Discussion Questions

  1. Before the pandemic, how busy was your life and schedule (on a scale of 1 to 10)?
  2. What are the things that fill your time and schedule that you have no control over?
  3. How often do you take a sabbath day when you can truly rest from work and be renewed?
  4. What sacrifices would you have to make to take a genuine sabbath day each week?
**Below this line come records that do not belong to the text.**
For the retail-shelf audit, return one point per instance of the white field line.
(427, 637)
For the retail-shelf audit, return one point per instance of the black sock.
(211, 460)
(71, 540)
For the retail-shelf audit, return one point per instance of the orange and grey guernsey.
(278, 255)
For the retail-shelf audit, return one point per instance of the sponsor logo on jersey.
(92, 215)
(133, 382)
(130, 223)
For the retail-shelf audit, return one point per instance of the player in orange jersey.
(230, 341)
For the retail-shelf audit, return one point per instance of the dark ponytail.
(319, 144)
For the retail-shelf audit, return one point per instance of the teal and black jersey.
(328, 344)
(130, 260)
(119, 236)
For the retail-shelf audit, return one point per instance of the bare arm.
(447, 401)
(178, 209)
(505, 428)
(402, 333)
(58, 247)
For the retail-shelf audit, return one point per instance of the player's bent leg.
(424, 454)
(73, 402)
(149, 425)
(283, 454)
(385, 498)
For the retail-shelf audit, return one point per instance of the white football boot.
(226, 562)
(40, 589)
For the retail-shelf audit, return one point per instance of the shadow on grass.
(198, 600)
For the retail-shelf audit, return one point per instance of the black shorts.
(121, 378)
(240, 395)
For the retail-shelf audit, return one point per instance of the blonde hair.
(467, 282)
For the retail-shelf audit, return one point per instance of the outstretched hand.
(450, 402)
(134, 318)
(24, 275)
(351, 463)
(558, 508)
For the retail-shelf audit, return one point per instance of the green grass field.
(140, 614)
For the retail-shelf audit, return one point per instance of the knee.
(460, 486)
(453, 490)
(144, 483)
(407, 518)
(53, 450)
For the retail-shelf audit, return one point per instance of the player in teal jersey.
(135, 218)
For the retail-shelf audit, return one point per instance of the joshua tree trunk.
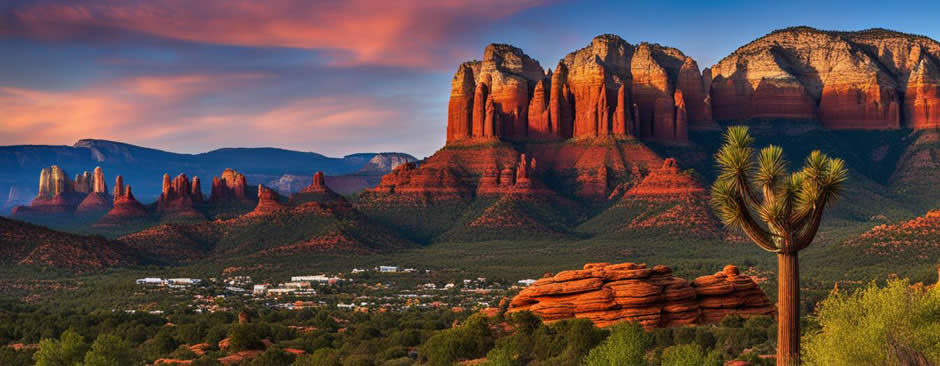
(788, 309)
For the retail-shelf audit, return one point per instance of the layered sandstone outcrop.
(229, 187)
(872, 79)
(125, 208)
(609, 87)
(179, 194)
(58, 195)
(730, 292)
(317, 191)
(611, 293)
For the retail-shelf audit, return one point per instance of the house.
(313, 278)
(151, 281)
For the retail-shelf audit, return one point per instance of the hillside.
(23, 244)
(20, 164)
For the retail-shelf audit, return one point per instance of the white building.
(313, 278)
(151, 281)
(183, 281)
(281, 291)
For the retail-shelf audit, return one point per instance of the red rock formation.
(230, 187)
(667, 181)
(480, 95)
(622, 123)
(495, 90)
(319, 192)
(578, 99)
(539, 126)
(97, 201)
(178, 195)
(460, 108)
(922, 99)
(82, 183)
(729, 292)
(268, 202)
(857, 79)
(57, 194)
(318, 184)
(126, 207)
(560, 114)
(691, 83)
(608, 294)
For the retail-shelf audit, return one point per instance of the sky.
(333, 77)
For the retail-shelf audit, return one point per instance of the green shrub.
(890, 325)
(689, 355)
(110, 350)
(625, 346)
(473, 339)
(68, 350)
(322, 357)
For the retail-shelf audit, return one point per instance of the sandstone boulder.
(608, 294)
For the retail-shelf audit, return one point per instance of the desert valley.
(574, 215)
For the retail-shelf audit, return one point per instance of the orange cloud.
(400, 32)
(165, 113)
(133, 108)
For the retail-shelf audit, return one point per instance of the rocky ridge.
(608, 294)
(871, 79)
(609, 87)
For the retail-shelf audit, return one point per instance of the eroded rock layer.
(609, 87)
(611, 293)
(125, 208)
(60, 195)
(872, 79)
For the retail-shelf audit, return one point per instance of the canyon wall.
(609, 87)
(872, 79)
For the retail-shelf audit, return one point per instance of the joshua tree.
(780, 211)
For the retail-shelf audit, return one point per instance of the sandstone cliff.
(230, 187)
(609, 87)
(125, 209)
(611, 293)
(872, 79)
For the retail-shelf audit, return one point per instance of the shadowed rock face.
(59, 195)
(593, 92)
(230, 187)
(611, 293)
(125, 207)
(873, 79)
(269, 201)
(179, 194)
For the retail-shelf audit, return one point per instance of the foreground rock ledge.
(610, 293)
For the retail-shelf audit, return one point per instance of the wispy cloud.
(413, 33)
(170, 112)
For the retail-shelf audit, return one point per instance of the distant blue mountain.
(143, 167)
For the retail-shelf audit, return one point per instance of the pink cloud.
(161, 112)
(416, 33)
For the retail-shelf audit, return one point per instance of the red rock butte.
(871, 79)
(611, 293)
(610, 87)
(86, 194)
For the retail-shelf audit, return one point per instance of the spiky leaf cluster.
(755, 191)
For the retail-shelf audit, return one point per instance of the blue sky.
(335, 77)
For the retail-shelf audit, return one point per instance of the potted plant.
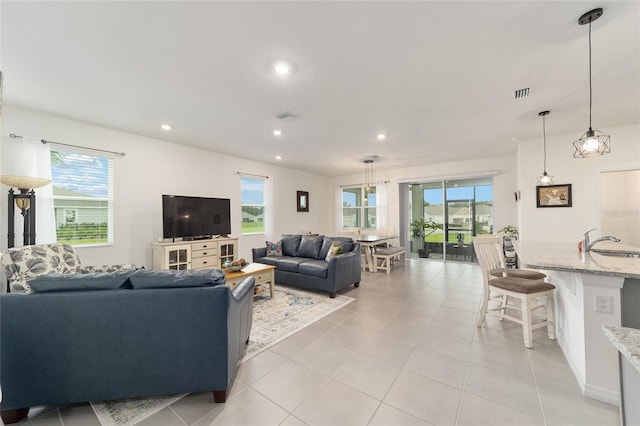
(509, 232)
(420, 229)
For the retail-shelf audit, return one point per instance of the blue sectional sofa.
(303, 262)
(122, 334)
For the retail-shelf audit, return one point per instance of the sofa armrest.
(244, 287)
(258, 252)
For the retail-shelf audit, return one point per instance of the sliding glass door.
(451, 212)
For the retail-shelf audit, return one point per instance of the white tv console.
(196, 254)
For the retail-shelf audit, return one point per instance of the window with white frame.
(82, 197)
(252, 205)
(359, 207)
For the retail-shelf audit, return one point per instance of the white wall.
(153, 167)
(570, 223)
(504, 184)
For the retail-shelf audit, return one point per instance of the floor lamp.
(25, 200)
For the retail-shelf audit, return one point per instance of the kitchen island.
(592, 290)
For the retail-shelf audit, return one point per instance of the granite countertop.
(563, 256)
(627, 341)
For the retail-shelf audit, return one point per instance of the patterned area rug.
(127, 412)
(289, 311)
(273, 321)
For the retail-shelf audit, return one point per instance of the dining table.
(369, 244)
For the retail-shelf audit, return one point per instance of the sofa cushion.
(290, 263)
(104, 268)
(274, 249)
(81, 282)
(345, 242)
(268, 260)
(148, 279)
(334, 250)
(290, 244)
(310, 246)
(314, 268)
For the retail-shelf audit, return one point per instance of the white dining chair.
(512, 292)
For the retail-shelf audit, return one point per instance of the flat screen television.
(195, 217)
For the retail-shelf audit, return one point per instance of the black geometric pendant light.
(592, 142)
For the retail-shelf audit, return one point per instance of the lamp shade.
(26, 163)
(24, 182)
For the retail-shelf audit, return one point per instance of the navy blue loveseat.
(303, 263)
(123, 334)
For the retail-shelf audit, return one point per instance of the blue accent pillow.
(148, 279)
(345, 242)
(334, 250)
(81, 282)
(290, 244)
(310, 246)
(274, 249)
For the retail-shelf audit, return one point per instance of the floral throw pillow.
(334, 250)
(274, 249)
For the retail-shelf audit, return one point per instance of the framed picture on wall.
(553, 196)
(302, 198)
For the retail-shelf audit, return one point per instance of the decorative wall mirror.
(302, 198)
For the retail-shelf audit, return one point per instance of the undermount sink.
(616, 253)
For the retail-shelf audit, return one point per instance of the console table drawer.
(209, 245)
(195, 254)
(207, 262)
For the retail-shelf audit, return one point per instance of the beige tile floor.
(405, 352)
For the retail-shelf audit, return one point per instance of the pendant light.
(368, 173)
(545, 178)
(592, 142)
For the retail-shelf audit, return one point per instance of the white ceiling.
(437, 76)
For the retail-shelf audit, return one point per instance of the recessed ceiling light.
(282, 68)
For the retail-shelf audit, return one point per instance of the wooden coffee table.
(262, 273)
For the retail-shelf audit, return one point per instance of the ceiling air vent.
(521, 93)
(286, 115)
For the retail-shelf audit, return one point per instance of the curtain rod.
(251, 174)
(117, 154)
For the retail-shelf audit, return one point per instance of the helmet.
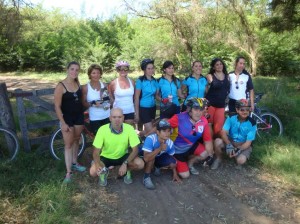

And what would be gained by it?
  5. Compare the way Leviticus describes the observance of feasts with the way our culture typically celebrates holidays. What is different?
  6. How can you prioritize and engage Advent (or another upcoming sacred feast) differently this year?
  7. What is keeping you from adopting an intentional engagement of the Christian calendar? 
  8. What is keeping you from blocking out Sabbath days on your calendar and making them priorities?

Moving Forward

  • Purchase and read one of these books on Sabbath:
    • 24/6 by Matthew Sleeth (a doctor’s perspective)
    • Subversive Sabbath by AJ Swodoba (a holistic perspective)
    • Sabbath by Abraham Joshua Heschel (a Jewish perspective)
  • If you are unfamiliar with the Christian calendar, purchase and read Living the Christian Year by Bobby Gross.
  • If you’ve never truly practiced sabbath, try this experiment: do it completely and fully for the next four weeks and journal regularly about what you are learning.
  • Listen to the supplemental New Denver Church Message podcast to go deeper this week.